There’s a story there. Per Husney, Microsoft’s M12 was not on the top of its venture capital list; there is a somewhat good reason for that, as taking strategic capital over pure-venture capital is a choice and not the best one for every startup. But after Husney and company got to know the Microsoft partners, and each side underwent diligence, the fit became clear. According to the CEO, M12’s investing team called various Microsoft groups — Azure, GitHub, etc — to ask them about their views on Parabol. They raved. So Microsoft had strong internal signals concerning the deal, and Parabol learned that its potential investor was a heavy user of its product.

The deal worked out.

Why $8 million and not more? The startup’s growth plan isn’t super capital intensive according to Husney, and its market is pulling it instead of the other way around. The team is dilution-conscious as well, he explained. The founding team put the company together in 2015, and didn’t raise its seed round until 2019. It was ramen days back then, he explained; you’ll cling to your ownership, I suppose, when you have bought it that dearly.

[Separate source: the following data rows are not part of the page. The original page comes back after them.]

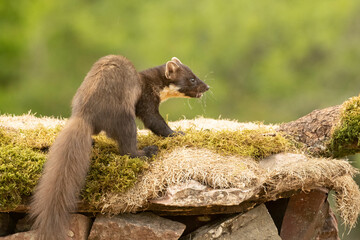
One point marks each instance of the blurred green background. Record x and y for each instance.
(270, 61)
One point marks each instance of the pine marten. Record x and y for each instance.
(109, 99)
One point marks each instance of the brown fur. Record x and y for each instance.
(111, 96)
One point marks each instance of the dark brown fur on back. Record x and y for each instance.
(112, 94)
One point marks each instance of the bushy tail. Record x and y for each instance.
(57, 192)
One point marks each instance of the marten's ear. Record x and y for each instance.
(175, 59)
(170, 69)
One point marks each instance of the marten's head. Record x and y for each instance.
(182, 82)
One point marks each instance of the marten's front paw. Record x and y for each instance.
(150, 150)
(177, 133)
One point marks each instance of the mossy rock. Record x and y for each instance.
(23, 153)
(345, 138)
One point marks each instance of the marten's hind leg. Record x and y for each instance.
(124, 131)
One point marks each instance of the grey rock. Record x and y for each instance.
(253, 225)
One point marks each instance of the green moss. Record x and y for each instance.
(257, 143)
(23, 152)
(20, 169)
(346, 135)
(109, 171)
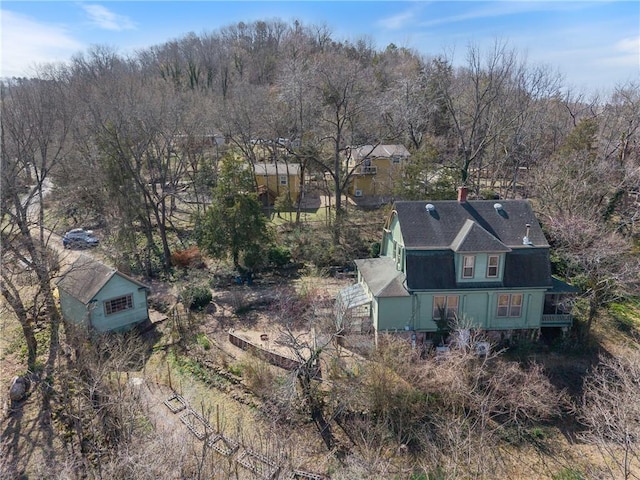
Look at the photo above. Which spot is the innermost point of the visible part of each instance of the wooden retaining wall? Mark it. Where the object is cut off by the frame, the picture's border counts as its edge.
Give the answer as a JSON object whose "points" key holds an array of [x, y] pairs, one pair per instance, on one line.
{"points": [[267, 355]]}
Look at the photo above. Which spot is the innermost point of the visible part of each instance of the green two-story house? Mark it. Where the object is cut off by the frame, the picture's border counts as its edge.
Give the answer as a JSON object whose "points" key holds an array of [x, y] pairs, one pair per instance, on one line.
{"points": [[482, 263]]}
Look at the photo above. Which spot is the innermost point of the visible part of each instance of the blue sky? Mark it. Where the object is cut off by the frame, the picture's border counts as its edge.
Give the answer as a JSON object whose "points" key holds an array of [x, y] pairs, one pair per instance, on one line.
{"points": [[594, 45]]}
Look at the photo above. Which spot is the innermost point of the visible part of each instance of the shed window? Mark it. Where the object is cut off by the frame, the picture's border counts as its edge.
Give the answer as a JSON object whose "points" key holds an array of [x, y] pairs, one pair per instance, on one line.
{"points": [[119, 304], [509, 305]]}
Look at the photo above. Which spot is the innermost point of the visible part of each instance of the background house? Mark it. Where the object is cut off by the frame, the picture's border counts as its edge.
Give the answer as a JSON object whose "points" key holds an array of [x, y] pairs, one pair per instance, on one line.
{"points": [[483, 263], [101, 298], [376, 168], [274, 179]]}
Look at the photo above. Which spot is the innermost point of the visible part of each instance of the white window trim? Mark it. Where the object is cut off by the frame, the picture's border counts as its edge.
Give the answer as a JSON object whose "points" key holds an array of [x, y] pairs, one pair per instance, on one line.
{"points": [[510, 306], [448, 301], [496, 266], [128, 299], [472, 267]]}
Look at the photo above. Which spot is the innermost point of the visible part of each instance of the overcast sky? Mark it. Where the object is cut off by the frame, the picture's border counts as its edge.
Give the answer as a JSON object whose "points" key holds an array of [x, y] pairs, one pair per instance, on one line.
{"points": [[594, 45]]}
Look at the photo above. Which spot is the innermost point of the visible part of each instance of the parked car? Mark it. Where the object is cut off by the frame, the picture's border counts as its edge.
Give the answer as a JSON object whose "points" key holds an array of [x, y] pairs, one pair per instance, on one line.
{"points": [[79, 238]]}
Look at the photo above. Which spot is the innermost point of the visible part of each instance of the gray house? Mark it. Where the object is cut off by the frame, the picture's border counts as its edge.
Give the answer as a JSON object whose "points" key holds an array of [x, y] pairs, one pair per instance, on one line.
{"points": [[101, 298], [484, 262]]}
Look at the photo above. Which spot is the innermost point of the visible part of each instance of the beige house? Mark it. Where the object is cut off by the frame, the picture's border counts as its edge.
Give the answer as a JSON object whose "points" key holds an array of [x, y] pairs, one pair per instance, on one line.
{"points": [[274, 179], [375, 168]]}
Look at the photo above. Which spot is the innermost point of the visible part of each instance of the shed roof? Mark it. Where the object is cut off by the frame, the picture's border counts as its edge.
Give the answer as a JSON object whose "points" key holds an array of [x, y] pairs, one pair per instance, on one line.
{"points": [[86, 277], [278, 168], [376, 151], [382, 277]]}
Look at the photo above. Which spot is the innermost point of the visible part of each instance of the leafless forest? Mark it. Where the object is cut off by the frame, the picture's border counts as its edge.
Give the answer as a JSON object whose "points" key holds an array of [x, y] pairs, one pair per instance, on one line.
{"points": [[147, 150]]}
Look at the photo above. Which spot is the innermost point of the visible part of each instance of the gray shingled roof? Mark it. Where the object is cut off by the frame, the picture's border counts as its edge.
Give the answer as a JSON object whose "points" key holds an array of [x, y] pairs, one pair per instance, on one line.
{"points": [[440, 228], [382, 277], [473, 238], [86, 277]]}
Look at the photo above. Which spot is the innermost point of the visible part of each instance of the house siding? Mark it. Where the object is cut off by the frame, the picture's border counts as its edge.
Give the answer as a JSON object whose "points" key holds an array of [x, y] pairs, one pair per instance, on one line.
{"points": [[73, 310], [395, 311], [118, 287], [476, 309]]}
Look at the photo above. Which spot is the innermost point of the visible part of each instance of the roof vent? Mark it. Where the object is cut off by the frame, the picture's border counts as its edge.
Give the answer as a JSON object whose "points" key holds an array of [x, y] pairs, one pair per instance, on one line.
{"points": [[526, 240]]}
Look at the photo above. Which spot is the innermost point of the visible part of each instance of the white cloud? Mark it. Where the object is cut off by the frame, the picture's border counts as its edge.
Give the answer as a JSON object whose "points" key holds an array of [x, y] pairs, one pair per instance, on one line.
{"points": [[106, 19], [27, 42], [397, 21], [401, 20]]}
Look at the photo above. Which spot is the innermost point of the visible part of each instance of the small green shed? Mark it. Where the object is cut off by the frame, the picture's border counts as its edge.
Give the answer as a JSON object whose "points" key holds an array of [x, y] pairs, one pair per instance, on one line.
{"points": [[101, 298]]}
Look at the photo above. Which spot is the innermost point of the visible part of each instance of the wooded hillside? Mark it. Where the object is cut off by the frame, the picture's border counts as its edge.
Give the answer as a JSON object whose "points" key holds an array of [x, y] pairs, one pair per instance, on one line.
{"points": [[155, 152]]}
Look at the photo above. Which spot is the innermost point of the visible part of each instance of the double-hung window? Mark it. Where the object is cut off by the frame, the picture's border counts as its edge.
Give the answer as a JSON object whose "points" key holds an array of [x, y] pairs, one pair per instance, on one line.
{"points": [[509, 305], [468, 266], [493, 264], [119, 304], [447, 305]]}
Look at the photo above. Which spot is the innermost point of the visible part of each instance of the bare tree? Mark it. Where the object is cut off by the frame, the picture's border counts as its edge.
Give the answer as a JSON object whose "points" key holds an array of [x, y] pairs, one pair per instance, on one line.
{"points": [[34, 128], [611, 413], [600, 261]]}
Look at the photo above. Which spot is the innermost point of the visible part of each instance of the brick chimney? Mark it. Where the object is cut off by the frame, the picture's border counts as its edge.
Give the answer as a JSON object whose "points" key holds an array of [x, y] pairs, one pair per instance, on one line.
{"points": [[462, 194]]}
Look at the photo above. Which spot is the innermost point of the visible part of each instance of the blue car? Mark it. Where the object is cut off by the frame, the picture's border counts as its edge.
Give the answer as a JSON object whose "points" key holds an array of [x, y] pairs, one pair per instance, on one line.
{"points": [[79, 238]]}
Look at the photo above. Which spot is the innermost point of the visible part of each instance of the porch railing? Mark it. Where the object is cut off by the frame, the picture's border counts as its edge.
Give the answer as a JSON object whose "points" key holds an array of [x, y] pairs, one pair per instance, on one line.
{"points": [[557, 320]]}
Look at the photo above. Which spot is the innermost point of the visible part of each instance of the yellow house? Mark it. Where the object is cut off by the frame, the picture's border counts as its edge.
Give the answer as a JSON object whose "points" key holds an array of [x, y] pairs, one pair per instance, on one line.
{"points": [[274, 179], [375, 168]]}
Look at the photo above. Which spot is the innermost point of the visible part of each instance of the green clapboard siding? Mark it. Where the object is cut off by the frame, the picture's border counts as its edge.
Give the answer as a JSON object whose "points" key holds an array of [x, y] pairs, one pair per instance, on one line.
{"points": [[476, 309]]}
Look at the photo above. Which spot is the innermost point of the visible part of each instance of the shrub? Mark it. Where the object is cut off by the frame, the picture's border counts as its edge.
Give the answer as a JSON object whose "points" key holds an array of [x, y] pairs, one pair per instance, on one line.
{"points": [[279, 255], [191, 257], [196, 297]]}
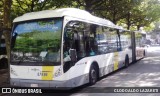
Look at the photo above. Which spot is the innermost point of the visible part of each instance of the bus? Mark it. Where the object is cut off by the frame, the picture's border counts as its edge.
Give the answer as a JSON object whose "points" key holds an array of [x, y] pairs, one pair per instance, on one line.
{"points": [[66, 48]]}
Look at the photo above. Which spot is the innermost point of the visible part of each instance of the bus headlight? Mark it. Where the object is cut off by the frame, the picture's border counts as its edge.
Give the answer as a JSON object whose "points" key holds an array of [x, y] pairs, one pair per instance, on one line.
{"points": [[57, 73]]}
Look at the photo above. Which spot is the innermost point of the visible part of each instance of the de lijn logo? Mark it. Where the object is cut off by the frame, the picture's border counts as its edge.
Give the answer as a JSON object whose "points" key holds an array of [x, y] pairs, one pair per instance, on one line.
{"points": [[15, 90], [6, 90]]}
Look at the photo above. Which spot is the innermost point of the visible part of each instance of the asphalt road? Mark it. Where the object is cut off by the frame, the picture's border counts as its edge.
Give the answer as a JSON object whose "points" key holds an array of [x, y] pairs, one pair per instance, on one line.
{"points": [[144, 73]]}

Parabol runs lean on purpose. Husney said that his team was not following the Reid Hoffman blitzscaling ethos, instead focusing on hiring for individual leverage. In the CEO’s view, you don’t need to scale quickly to build collaboration products.

The $8 million raise could give Parabol infinite runway, the CEO said, but his company instead raised it for about a 24 month spend. At the end of that he expects the company to have around 30 workers, up from its current 10.

Parabol wants to quadruple its revenues this year, and triple them in 2022. And it wants to scale to 500,000 users from its current 100,000 this year, reaching one million by the end of next year. Let’s see how it performs against those goals.